Daisy’s whole body jerked as if she’d been struck, one fact alone standing out among all the jumble. ‘Dad? Dad’s been killed? For God’s sake why didn’t you tell me?’

‘I’m telling you now.’

She was on her feet, leaning over the table and banging upon it with her fist. ‘You let me sit here, drinking tea, and my dad’s dead? What kind of mother are you? Have you no heart?’

‘Close to him were you?’ Rita asked, a challenge in the glitter of her hard eyes, and Daisy sank back onto her seat with a sad sort of sigh. ‘Thought not. There’s a war on, if you haven’t noticed. Don’t suppose you have, living here in paradise. But while you live up on t’top o’ world, some of us down in the gutter have had it hard and lost everything. My home is nowt more than a heap of muck and rubble. Everything gone. Most of our neighbours in Marigold Court copped it.’ She stabbed a thumb against her own skinny chest. ‘And me and Florrie would have bought it too, if we hadn’t been having a barney with an ARP Warden at the time. With nowt but the clothes we stand up in, we’ve been like two gypsies all summer, striving to put a roof over us head. We’ve slept in schoolrooms and church halls, air raid shelters, bus shelters for heavens’ sake, at times.’
 

‘I don’t believe you,’ Daisy interrupted, unable to keep quiet any longer. ‘I know how you always love to dramatise.’
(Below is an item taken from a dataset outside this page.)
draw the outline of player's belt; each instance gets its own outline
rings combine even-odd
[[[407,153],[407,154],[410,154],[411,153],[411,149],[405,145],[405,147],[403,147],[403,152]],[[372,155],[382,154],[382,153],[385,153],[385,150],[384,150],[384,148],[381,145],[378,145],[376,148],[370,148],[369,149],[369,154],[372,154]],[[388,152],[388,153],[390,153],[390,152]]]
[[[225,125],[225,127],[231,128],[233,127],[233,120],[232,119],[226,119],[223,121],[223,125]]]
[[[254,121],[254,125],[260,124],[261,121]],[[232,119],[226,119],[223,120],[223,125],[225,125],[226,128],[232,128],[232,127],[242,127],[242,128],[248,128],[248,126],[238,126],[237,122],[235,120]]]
Rita leaned across the table and spat her bitter disappointment of life into her daughter’s face. ‘I’m telling you the truth. Would I lie about your dad? Useless lump that he was, and he left me nowt.’

‘No, not even a sore heart, because you have none.’

Rita sat back in her seat on a long-drawn-out sigh of resignation. ‘Well, that’s a nice way to talk to your mam, I must say. Florrie and me have filled in hundreds of flamin’ forms, sat for hours in council offices trying to persuade some po-faced official that we should be given priority for proper accommodation, what with the baby an’ all. We might as well have cried for the moon. In the end we gave up, and here we are. It’s still your aunt’s home remember, madam, so far as I’m aware.’

Daisy stared at her mother in horror. ‘I know it is, but don’t think you can stop here as well. It’s not on.’

‘Why isn’t it on? Florrie has led me to understand there’s plenty of room, any number of bedrooms in fact. I only need one. And it’s surely on her say-so, not yours.’ Having delivered her speech, Rita levered herself out of the chair, rested her hands on her hips and gazed about her in a proprietorial way. The gesture brought a chill to Daisy’s heart.

‘You can’t do this. I’ve turned it into a boarding house. At least, Clem and me has opened it up to a few lodgers. Most rooms are taken.’